Spotlight on the Row means Hot Seat. As in the past, if The Boss, E.A. Aymar, is crazy enough to give me the wheel, or the pen as they say, please know that part of this interview was on point, other parts, not so much, while other other parts might seem like I tortured poor Bob through some inane babble for babble’s sake. I would have allowed our interviewee to follow in the footing of the presidential election and veer way off the road of reality and just plain make shit up. But I got paired with Bob Rapoza, one of the good guys. The type of guy you’d love to actually run for office, so his answers were all, well, wonderfully sincere. I fact-checked him at 100 percent.
I rang up good ol’ Bob (Robert Rapoza signs his emails as Bob, so I’m going with Bob) and he was such a DAD! A sweet, home-by-dinner-time, awesome dad kind of DAD. On the phone, he sounds like the type of guy who might wear one of those red Ken Bone Izod sweaters and pick you up from school and take you for an ice-cream cone before your steak and peas dinner at the dining room table, just because you make him “so gosh darn proud.” That kind of DAD!

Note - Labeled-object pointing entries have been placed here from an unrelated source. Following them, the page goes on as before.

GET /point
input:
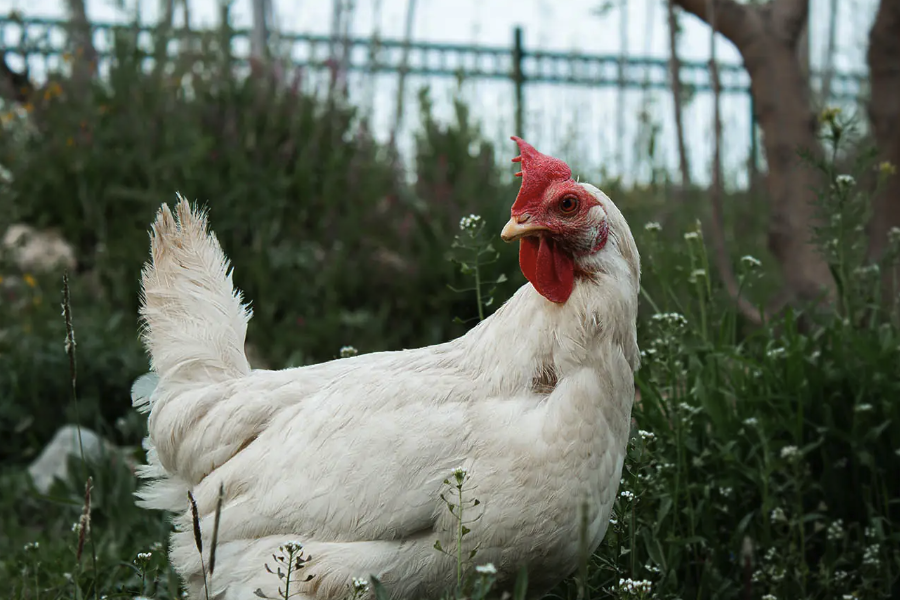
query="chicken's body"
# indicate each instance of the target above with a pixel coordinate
(349, 457)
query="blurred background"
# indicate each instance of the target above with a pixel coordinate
(339, 143)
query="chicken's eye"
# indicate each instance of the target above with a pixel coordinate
(568, 204)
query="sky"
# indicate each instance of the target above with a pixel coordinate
(581, 125)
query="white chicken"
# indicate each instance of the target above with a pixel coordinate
(349, 457)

Bob’s debut thriller is titled The Vilcabamba Prophecy. And no, it’s actually not that hard to say. Only four syllables for the first word. It goes like this: Vilca – bamba. Bamba like the dance. Try it out. It’s easy. Sort of addicting actually. The Vilcabamba Prophecy is a 2015 Semi-Finalist in the Clive Custler Adventure Writers’ contest. In The Vilcabamba Prophecy we explore ruins of an ancient civilization hidden deep within the Amazon Jungle. It seems to have been uninhabited for centuries…or has it? So enters our protagonist, Dr. Nick Randall, an archeologist forced to the fringes of the scientific community, who wishes to prove that there is a hidden civilization deep in the Amazon that possesses an extraordinarily advanced energy technology. His break comes when a mysterious benefactor funds his expedition to find the lost city of Vilcabamba, which he believes holds proof that his controversial theory is true. Upon arriving at the ruins, Nick mysteriously disappears. Only one person can find him: his daughter Samantha Randall, who hasn’t spoken to her father in years. But Sam has competition, dark forces, who wish to obtain the Vilcabamba powers and control the world.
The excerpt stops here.